Halo Genomics developed the BRCA kit — one of the first examples of a clinical application for the method — in collaboration with Edwin Cuppen and Wigard Kloosterman at the University Medical Center in Utrecht, the Netherlands. According to Ericsson, the Dutch center, which uses the SOLiD platform, is currently validating the assay.
In addition, the company has been offering a target selection service for targets on the order of 100 genes.
The upcoming product that combines amplification and library prep will incorporate Illumina sequencing primers and sample barcodes in a PCR reaction that follows the enrichment.
Halo decided to develop the product for Illumina sequencing initially because of that platform's large market share, but it already has "good preliminary data" for other sequencing systems and plans to make it compatible with the 454, SOLiD, Pacific Biosciences, and Ion Torrent platforms in the future, according to Ericsson.
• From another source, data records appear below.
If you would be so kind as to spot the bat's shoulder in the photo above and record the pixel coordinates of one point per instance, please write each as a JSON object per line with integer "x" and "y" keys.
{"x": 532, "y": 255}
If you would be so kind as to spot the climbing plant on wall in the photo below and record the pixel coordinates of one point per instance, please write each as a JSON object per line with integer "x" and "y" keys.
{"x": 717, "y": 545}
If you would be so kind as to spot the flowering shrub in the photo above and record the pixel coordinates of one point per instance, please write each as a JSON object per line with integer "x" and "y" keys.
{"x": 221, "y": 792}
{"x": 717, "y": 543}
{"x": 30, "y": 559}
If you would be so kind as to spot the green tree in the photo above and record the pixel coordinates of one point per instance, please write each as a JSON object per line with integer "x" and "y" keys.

Currently, users can target up to 400 kilobases of sequence, but the method is scalable and a whole-exome product is currently in development.
According to Ericsson, initial applications include targeted sequencing of up to several hundred candidate genes in up to 96 samples, with plans to increase the number of sample barcodes to 384 later on.
No list prices are yet available, but Ericsson said the product's pricing will be "highly competitive" since the "time-consuming and expensive library preparation" will be eliminated, and prices will decrease with volume.
This, along with the product's high specificity and coverage, will make it attractive for clinical sequencing applications, he said.
Current beta users include Jay Shendure at Washington University, a member of the firm's scientific advisory board (see Paired Ends, this issue), as well as researchers at Uppsala University.
Shendure told In Sequence that his lab only recently started working with Halo Genomics but he believes the technology could be "particularly helpful for projects requiring a fixed set of targets and a large number of samples, and where sample quantities are also limited."